The nameplate shouts my FULL name. My spanking new workstation (my chair still has its tag on) is decked with a brand new desktop. Pimped out with brand new HP dual monitors, and HP accessories. Ironic.
If knowledge is power, then I’m dead broke right now. It’s either I’m not pushy enough with questions, or the fad right now is to be sparse with information. VERY sparse.
I came to this country, knowing hardly anything more than my contact’s FIRST name. At least now I know I’m in a team called Environments. I’m just a bit alarmed at everyone’s reaction once they learn which team I’m in. You know it’s going to be a LOT of fun when they only have 2 words for you — GOOD LUCK.
It’s a bit unnerving being the rookie in a high-expectations team again; it’s been a while since I’ve been in this situation. I’m just praying I won’t get karma for all the rookie mess-ups I’ve tsk-tsk-tsked on instead of helping in the past.
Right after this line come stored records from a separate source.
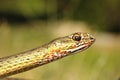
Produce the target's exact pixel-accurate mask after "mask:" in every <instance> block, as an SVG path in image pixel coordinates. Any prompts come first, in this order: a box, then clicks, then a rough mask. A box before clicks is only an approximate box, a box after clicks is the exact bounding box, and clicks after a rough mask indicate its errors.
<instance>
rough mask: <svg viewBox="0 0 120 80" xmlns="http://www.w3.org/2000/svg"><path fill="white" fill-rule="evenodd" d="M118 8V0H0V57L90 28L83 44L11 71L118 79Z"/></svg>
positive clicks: (101, 79) (81, 79) (119, 40)
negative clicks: (16, 69) (44, 64)
mask: <svg viewBox="0 0 120 80" xmlns="http://www.w3.org/2000/svg"><path fill="white" fill-rule="evenodd" d="M119 9H120V0H104V1H103V0H91V1H90V0H22V1H21V0H0V45H1V46H0V57H4V56H8V55H13V54H16V53H18V52H21V51H25V50H28V49H32V48H35V47H37V46H40V45H42V44H44V43H47V42H49V41H50V40H52V39H54V38H55V37H59V36H64V35H68V34H69V33H72V32H76V31H77V32H78V31H81V32H90V33H91V34H93V35H95V37H96V42H95V44H94V45H93V46H91V47H90V48H89V49H88V50H86V51H84V52H81V53H80V54H76V55H72V56H69V57H66V58H64V59H61V60H58V61H55V62H53V63H50V64H47V65H45V66H43V67H38V68H36V69H33V70H31V71H28V72H25V73H21V74H18V75H14V76H11V77H13V78H20V79H23V78H25V79H30V80H31V79H32V80H119V79H120V62H119V61H120V35H119V33H120V15H119V14H120V10H119ZM105 32H110V33H111V34H109V33H105ZM112 33H115V34H112Z"/></svg>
Lord, please let them be tolerant.
New, new, new. New office. New teammates. New passwords to remember. New faces to tag with names.
I just wish that the new would be enough to drown out the yearning for the old. For comfort. For familiarity.
I still don’t know where I belong — at the edge or cozy at home. Maybe neither.
As I deal with my own emo tra-la-las, the folks at home are going through their own drama. No matter how much I’d like to think it’s because of my leaving, I have a feeling I was only a trigger of a bigger blast that was already bound to happen.
When you realize that you barely have two weeks to spend in a company where you have done a lot of growing up, the feeling can be overwhelming. You think a lot about loose ends to tie up. About the relationships you want to hold on to. About how this can be the last time you can find anything as awesome as this. It feels a lot like graduating, to tell you the truth.